ISO 9001 Clause 8.3.4 focuses on Design and Development Controls, ensuring that processes are in place to guarantee the quality and conformity of products and services.

ISO 9001 Clause 8.3.4 Design and Development Controls

This ISO clause defines the design and development controls put in place by a company to ensure they are delivering what was promised. They consist of design review, conducting various tests, and building various prototypes (as needed) to prove the design is ready for production.

Example design and development control activities include:

• Defined Results: The organization must clearly define the results expected from the design and development process. This sets the criteria for evaluating the subsequent stages.

• Design and Development Reviews: Regular reviews must be conducted to assess if the results of the design and development process align with the specified requirements. This ensures ongoing alignment with the project goals.

• Verification Activities: Activities must be in place to verify that the design and development outputs meet the input requirements. This involves testing or checking that what was planned has been correctly implemented and maintaining the documented information as evidence of conformance.

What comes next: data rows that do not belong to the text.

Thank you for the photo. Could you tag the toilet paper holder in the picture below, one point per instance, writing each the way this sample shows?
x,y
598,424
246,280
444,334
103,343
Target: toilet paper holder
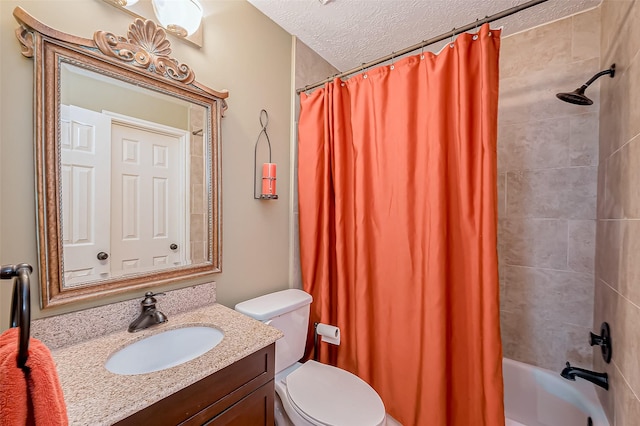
x,y
327,333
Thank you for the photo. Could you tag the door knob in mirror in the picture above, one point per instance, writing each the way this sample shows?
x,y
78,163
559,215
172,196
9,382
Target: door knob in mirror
x,y
102,256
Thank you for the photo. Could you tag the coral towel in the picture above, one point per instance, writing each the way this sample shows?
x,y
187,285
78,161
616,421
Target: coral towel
x,y
34,397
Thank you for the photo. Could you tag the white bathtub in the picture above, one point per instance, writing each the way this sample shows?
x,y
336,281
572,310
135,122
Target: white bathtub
x,y
537,397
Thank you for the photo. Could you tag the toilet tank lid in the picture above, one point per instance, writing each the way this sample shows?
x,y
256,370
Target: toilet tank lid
x,y
274,304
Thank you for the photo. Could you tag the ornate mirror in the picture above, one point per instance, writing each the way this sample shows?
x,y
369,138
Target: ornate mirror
x,y
127,162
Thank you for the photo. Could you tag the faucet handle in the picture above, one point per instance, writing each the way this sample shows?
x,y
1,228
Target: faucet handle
x,y
149,299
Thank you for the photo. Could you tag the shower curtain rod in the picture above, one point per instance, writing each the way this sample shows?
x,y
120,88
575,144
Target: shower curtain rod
x,y
444,36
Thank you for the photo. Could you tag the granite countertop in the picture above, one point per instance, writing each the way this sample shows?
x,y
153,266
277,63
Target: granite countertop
x,y
95,396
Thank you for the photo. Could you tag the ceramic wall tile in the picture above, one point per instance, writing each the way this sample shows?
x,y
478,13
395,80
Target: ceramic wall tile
x,y
554,193
627,342
585,39
626,403
558,296
584,139
548,152
534,145
545,343
629,276
614,13
527,53
609,237
582,243
535,242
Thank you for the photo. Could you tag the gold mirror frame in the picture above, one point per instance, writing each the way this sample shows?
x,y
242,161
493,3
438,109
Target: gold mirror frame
x,y
141,58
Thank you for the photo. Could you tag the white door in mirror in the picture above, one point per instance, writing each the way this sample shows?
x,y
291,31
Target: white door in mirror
x,y
164,350
147,204
85,148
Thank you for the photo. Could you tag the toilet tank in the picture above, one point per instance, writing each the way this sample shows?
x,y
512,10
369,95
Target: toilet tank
x,y
288,311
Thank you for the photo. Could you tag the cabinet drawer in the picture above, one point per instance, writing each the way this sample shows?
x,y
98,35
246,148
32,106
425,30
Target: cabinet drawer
x,y
212,395
255,409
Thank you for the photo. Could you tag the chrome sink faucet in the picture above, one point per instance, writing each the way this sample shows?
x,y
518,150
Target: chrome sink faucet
x,y
149,316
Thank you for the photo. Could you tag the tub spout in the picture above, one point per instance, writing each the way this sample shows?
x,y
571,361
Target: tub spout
x,y
600,379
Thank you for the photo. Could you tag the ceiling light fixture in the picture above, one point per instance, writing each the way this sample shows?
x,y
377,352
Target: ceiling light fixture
x,y
180,17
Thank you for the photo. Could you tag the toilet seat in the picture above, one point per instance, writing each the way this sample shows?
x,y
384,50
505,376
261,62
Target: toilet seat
x,y
326,395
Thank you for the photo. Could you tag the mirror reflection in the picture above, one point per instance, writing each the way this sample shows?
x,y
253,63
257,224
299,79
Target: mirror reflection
x,y
133,187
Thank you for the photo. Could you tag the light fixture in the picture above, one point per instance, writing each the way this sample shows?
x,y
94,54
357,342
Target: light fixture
x,y
268,191
180,17
123,3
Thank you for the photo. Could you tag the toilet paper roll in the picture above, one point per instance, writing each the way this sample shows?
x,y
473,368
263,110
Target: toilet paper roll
x,y
329,333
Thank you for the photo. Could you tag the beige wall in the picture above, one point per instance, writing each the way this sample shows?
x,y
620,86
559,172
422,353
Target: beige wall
x,y
547,165
243,52
618,235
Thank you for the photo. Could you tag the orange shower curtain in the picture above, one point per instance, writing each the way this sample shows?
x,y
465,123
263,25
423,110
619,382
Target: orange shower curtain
x,y
397,204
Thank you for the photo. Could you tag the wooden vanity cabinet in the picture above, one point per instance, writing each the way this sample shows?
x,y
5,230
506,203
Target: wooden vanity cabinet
x,y
241,394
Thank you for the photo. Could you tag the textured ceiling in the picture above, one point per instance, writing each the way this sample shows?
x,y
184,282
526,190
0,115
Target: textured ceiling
x,y
348,33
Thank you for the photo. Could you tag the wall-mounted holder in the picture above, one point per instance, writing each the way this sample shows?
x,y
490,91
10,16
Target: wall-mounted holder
x,y
603,340
268,191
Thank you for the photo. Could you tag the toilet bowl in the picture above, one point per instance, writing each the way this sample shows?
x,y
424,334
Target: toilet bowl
x,y
310,393
318,394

• Validation Activities: The organization needs to conduct validation activities to ensure that the resulting products and services meet the specified application or intended use. This involves confirming that the end product functions as intended through field testing or customer acceptance testing and maintaining the documented information as evidence of conformance.

• Problem Resolution: If any issues are identified during reviews, verification, or validation, necessary actions must be taken to address and resolve these problems.

• Documented Information: The organization must retain documented information regarding all of these activities. This documentation provides evidence that the necessary controls were applied throughout the design and development process.

Note on Reviews, Verification, and Validation: These activities serve distinct purposes and can be conducted separately or in various combinations based on the organization's needs.

Example of a Software Development Company Implementing Clause 8.3.4

• Defined Results: The software company defines the expected results of its design and development process, such as creating a new software application that meets specific user requirements, has minimal bugs, and is scalable for future updates.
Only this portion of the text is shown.